Curtain Up: Kudos to Gulfshore Playhouse for bringing ‘Handle With Care’ to our little town

— Gulfshore Playhouse opened its season with the world premier of “Handle With Care” by Jason Odell Williams. Starring Odell’s real-life spouse Christine Cohn, the play tells the story of a small group of people who by chance find themselves in the same motel room in Goodview, Va., on Christmas Eve.

Ayelet is a young Israeli woman traveling to America with her grandmother Edna. Edna has a secret agenda for the trip — she is searching for the man she fell in love with in Israel many years before, from whom she was separated by the prejudices of her family. Discovering that the man has died, Edna herself has quietly expired, and the box containing her remains has been lost by the shipping company. Terrence is the hapless delivery man who left the keys in his van allowing the box to get lost. Josh is Terrence’s only Jewish friend, brought to the motel in the hopes that he can understand the Hebrew in which Ayelet is ranting. The performances, as expected at GulfShore, are solid, especially Ms. Cohn, for whom the role was written.
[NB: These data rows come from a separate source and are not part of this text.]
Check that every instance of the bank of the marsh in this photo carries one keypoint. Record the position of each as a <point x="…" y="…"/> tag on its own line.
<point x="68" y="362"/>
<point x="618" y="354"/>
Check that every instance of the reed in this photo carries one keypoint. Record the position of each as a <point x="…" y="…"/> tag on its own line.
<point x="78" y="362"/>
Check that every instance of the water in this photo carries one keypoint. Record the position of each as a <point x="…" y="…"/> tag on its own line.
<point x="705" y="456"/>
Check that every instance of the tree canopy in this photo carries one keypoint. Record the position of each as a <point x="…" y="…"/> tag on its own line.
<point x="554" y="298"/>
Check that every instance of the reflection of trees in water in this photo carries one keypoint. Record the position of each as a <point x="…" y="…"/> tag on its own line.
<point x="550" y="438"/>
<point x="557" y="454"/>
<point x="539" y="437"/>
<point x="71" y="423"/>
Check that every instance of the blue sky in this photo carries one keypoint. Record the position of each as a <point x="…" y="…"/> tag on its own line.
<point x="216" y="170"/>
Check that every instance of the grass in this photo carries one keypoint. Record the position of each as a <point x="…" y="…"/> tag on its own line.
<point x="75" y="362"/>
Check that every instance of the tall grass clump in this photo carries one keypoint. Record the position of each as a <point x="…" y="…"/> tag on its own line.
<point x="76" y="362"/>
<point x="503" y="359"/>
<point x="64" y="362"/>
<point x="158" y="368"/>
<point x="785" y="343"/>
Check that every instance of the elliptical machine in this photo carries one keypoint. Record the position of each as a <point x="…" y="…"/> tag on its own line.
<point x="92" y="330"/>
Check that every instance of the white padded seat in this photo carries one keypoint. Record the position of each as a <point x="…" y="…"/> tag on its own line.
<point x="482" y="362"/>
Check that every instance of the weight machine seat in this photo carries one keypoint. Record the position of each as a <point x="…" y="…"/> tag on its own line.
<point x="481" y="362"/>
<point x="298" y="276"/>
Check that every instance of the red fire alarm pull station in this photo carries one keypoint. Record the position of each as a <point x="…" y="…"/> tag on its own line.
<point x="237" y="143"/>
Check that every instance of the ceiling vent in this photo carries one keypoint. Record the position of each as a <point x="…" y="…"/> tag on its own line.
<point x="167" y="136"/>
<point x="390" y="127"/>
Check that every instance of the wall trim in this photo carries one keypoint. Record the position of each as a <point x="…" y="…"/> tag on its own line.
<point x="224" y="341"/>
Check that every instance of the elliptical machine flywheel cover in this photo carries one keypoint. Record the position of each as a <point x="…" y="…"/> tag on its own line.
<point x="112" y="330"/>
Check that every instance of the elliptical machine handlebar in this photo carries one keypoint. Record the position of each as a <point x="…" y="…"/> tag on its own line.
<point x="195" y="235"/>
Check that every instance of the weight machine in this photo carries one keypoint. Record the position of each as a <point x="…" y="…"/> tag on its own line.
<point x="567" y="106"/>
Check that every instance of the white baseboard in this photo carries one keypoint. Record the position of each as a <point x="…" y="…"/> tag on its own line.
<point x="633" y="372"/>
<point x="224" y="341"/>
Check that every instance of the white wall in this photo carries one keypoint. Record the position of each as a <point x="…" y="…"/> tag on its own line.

The play and the production are uneven, with many charming moments and some clever tricks. Christine rattles on in Hebrew in a comical way. Josh’s attempts to communicate with her are predictably funny. When Edna and Christine are together alone, they speak Hebrew — though the actors are speaking English. The plot naturally gives opportunity for many amusing moments.

On the other hand, there are elements that challenge credulity: doesn’t everyone in Israel speak English these days? Is it really believable that within hours of her grandmother’s death Ayelet would be so calm? What exactly does setting the action on Christmas Eve do for the story? It seems a contrived element to introduce an undeveloped theme. And, not to give away the plot, the connection between Josh, Ayelet and Edna is a stretch.

Odell attempts to mesh the broad comedy and seriousness, at times successfully, at other times not as well. The serious issues — Josh’s sorrow about losing his wife 18 months earlier, Edna’s burden in carrying love and regret with her for so long, Edna’s death — seem undermined by the frivolity of the key plot device and the tone of many of the comic scenes. One shot at New Jersey seems (to this Jersey boy) to be cheap and, more importantly, irrelevant.

When the play is humming, one forgets all this. Some of the scenes with Josh and Ayelet and sweet and touching. One roots for them to find happiness. Edna’s description of her early relationship with the long lost American rings true, as does her disclosure that that old love affair was the reason her husband always hated Americans. In that moment, one feels for the woman who has lived a life that was, in some important way, unfulfilled.

However, the pluses outweigh the minuses and it is all in all a pleasant evening in the theater. Williams is clearly very talented, and one wishes he could have the opportunity for out-of-town tryouts or previews to polish the work. Writing a play is tough — a playwright never knows until he sees it performed what works and what doesn’t. Thanks to Gulfshore Playhouse for supporting this playwright and having the guts to bring a new play to our little town.